If you do good work and you're decent at networking, you can do this.
posted by LordSludge at 8:44 AM on June 9, 2009


It will help if you can maintain a fairly dispassionate sense of fiscal and, if you work from home, time management. You should be OK with eating savings during periods of no income. This means taking the longer view of your work and income situation and not letting down time freak you (or your partner!) out. Some things to think about:
  • Don't eat your paycheck! Your current nice, predictable income will turn into flood or nothing. Some of what you collect will have to go to taxes, some to cover expected, but not predictable, down times. Plan to smooth that by saving some or most of what you collect. This is different from your 6-months buffer. This is to cover your expected, but not predictable, down times. You may be lucky and have a long ride with one client, but you can be dropped and have to find another on short notice. You'll also need (in the US, at least) to pay quarterly tax estimates in lieu of withholding, and your savings will need to cover that as well. You'll also pay (US, again) what your employer used to contribute to your Social-Security tax.
  • You'll have to buy your own benefits. Budget for retirement contributions and health insurance to come out of your own pocket.
  • If you'll be working at home, your work will always be right there and it can take some discipline to not let it stare you down. If you can't comfortably completely be either 'at work' or 'not available', it might help to have a work space you can close a door on when you're not working. Likewise, it might help to hold yourself to consistent work hours, if that's consistent with what you'll be doing. Consider a work-only phone you can shut off when you're not working or on call.
  • You may be expected to provide your own tools (in the US, by the IRS for sure). Maybe that's just a laptop computer (plus a hot spare, if it's critical to doing your job) and a telephone, maybe more. Plan for that.
  • No working in pajamas; dress for work, even working at home. Dressing professionally (maybe dropping the tie if one would've been required on site), starting and ending work at a specific time, and answering your phone in a business-like manner, all build your sense of competence and professionalism as well as conveying it to others. It also helps you keep a sense of separation between being at-work and not-at-work.
  • Build in vacation and other down time and make yourself take it. There's no paid vacation nor any requirement for you to take any, from the client's side. You'll have to structure that yourself (that goes for sick & personal days, too). Plan it and make yourself take it - everyone needs to get away from it occasionally, even if you love what you do.
  • Love what you do and look forward to doing it. If you're just tickled pink that anyone would actually pay you to play with their toys (yay!), if you can laugh all the way to the bank, it's a great motivator to do the non-work support stuff that keeps your consulting gig going. I don't know a single consultant that enjoys marketing themselves, for instance.
  • Keep good records, especially financial ones, but also of what you did, who told you what, who told you what to do or not do and when. Put agreements in writing and distribute it to everyone involved so you have something to refer back to if (when!) things get sideways.
Best of luck, whichever way you choose.
posted by TruncatedTiller at 8:54 AM on June 9, 2009 [1 favorite]

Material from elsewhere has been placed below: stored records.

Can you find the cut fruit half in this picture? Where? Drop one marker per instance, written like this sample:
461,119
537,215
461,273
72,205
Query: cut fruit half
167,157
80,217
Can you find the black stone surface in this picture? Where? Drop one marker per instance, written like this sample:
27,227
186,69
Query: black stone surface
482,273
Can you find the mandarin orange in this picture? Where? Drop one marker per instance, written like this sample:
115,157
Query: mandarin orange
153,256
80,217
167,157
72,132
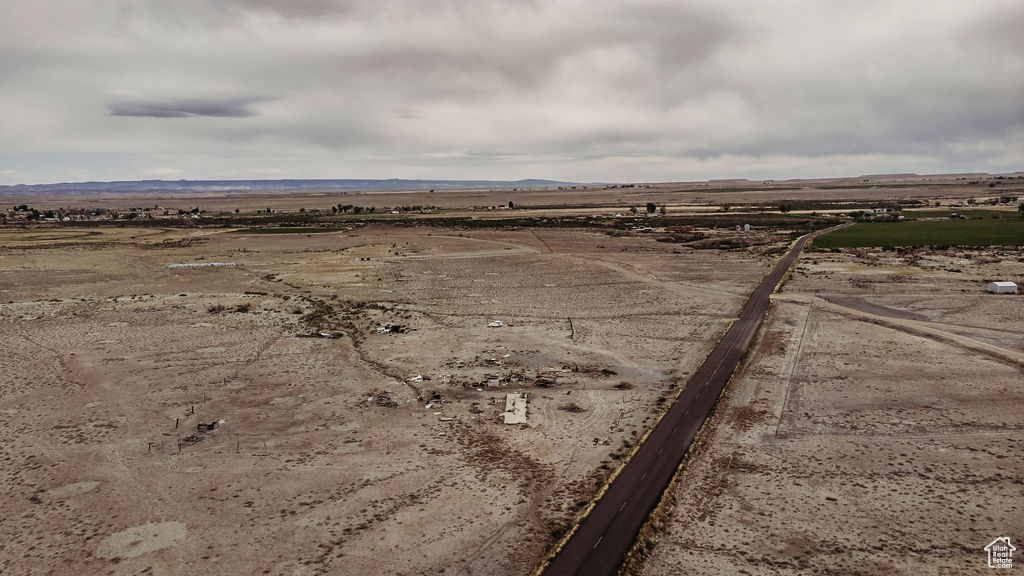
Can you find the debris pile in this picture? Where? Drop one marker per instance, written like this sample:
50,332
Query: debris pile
384,399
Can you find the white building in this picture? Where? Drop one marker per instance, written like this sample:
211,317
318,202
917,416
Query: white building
1003,288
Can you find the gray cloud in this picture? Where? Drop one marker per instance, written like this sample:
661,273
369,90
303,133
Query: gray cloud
598,89
185,108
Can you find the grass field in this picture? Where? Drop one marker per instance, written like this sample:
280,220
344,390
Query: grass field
982,232
969,213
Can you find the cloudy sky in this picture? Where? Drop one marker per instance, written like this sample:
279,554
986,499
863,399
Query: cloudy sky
505,89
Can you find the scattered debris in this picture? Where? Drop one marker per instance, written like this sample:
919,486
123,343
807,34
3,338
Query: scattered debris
544,382
384,399
515,408
201,264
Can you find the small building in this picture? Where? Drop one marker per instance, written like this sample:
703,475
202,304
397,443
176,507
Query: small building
1003,288
515,408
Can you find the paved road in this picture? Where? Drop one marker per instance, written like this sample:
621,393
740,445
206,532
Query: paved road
601,541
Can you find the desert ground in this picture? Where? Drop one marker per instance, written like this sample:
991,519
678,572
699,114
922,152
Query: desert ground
352,391
356,384
876,429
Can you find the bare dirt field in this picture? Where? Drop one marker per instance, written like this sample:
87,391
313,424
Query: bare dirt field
352,384
876,429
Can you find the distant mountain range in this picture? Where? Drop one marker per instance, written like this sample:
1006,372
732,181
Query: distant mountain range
137,187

This is anecdotal personal experience, but I've done work for several companies as an independent contractor and have survived several layoffs, even as each company's internal "permanent", "secure" employees (people with families, mortgages, etc.) were given their walking papers.

True for my current contract - they made 10% of the work force redundant, but kept a number of contractors (I was one) as we are in different buckets of money, are not counted as head-count, and we normally do the work of a few permanent staff.